出場時間を減らしてシーズン全体を見据えたマネージメントをする必要性がより高いのは、カゼミロよりもモドリッチとクロースの方であるから、まずは彼ら二人に代わって先発させる機会を作り、チームに組み込んでいくことになるのではなかろうか。
カマビンガは途中から入って流れを変える役割を果たしたが、チュアメニは彼よりも年齢も移籍金も上。一歩踏み込んだ形で使われると考えるのが自然である。
昨シーズンの後半の課題は、チュアメニについて想定されるプレーをしてほしかったバルベルデが右サイドで居場所を得たことであった。

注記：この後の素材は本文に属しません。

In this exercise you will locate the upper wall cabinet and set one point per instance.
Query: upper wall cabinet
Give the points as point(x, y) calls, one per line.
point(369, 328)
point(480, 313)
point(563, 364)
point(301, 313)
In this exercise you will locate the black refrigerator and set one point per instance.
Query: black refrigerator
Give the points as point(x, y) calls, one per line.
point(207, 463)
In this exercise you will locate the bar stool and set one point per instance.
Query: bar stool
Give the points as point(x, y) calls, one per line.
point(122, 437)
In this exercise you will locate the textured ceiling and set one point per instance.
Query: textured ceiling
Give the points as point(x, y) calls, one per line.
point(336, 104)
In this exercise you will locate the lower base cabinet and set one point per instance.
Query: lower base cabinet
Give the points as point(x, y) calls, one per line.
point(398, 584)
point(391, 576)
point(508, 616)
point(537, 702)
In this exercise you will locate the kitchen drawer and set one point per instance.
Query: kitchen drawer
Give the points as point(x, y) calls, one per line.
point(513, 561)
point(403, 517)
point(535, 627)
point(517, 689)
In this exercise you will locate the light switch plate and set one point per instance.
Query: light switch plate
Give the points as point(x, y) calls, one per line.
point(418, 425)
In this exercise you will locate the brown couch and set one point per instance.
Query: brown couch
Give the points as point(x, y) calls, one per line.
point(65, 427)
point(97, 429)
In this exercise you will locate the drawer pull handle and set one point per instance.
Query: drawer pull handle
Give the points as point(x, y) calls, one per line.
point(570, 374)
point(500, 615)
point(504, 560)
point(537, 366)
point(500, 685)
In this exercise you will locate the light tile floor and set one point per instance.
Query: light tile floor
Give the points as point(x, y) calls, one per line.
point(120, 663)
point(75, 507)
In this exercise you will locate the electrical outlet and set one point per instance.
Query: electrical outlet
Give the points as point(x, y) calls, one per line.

バルベルデを中盤に回すと、右のエストレーモは攻撃的な使い方をしたいロドリゴ、アザール、アセンシオしかいなかった。
攻守ともに強度を上げられるバルベルデに右サイドをカバーしてもらい、中盤が苦しい時にカマビンガを途中投入する。これしか選択肢がなかったのである。
チュアメニが加わったことで、この問題は解決される。
すなわち、バルベルデのエストレーモ起用を維持しつつ、先発インテリオールの入れ替えが行えるようになるのだ。
中盤はCMKとチュアメニ、カマビンガの5枚を基本とし、必要に応じバルベルデ。
そうなると割を食うのはロドリゴの控えとなっていたアセンシオとなる。
CLでの活躍でバルベルデとロドリゴが引き続き序列上位になるのは当然で、アセンシオはスーパーサブ的な立場もロドリゴに奪われた格好。
契約が残り1年となったタイミングでもあり、移籍を前提にオフを過ごすことになるだろう。
このように、チュアメニの加入は、中盤とともに右エストレーモの序列にも影響を与えると考えられる。
リュディガーと左ラテラル
リュディガー加入も、彼のポジションであるセントラルに留まらない変化をもたらす。
昨シーズンのコンビであるアラバとミリタンは、セルヒオ・ラモスとバランのコンビから入れ替えてタイトルを獲得したことで、新しいマドリーの象徴の一つとなっている。
実力はもとより、そうしたイメージを持つに至った二人をサブにするとは考えづらい。
よって、リュディガーとミリタンをセントラルとし、アラバを左ラテラルとする形を基本とするのではないだろうか。
左ラテラルも、昨シーズンなかなかうまくいかなかったポイントである。
メンディが頑張っていたポジションであるが、メンディはジダン期に比べると輝かなかった印象。
攻撃での貢献があまりなく、終盤の大きな試合では流れを切ってしまうプレーも散見された。守備の安定感があるからまだ良かったものの、総合的に見ると平均点といったところで、長所になっていたとは言い難い。
メンディの序列は動かさず、安価な若いラテラルを加える案が報じられていたが、それではメンディの序列が固まってしまう。
アラバに競争相手となってもらい、この部分のレベルアップを図ってもらう方が望ましい。
懸念はアラバのコンディション。
昨シーズン終盤に引き続き怪しい状態が続くようであれば、更なる補強を考える必要があるだろう。
まとめ
このように、チュアメニ、リュディガーの加入は、他のポジションにも選択肢をもたらすものと言える。
アンチェロッティの傾向として、シーズン序盤は色々試してみる時期だ。
そこで新しい形の基礎を作れれば、それを元に、少人数でありつつも昨シーズンよりもやりくりのしやすいチームになるだろう。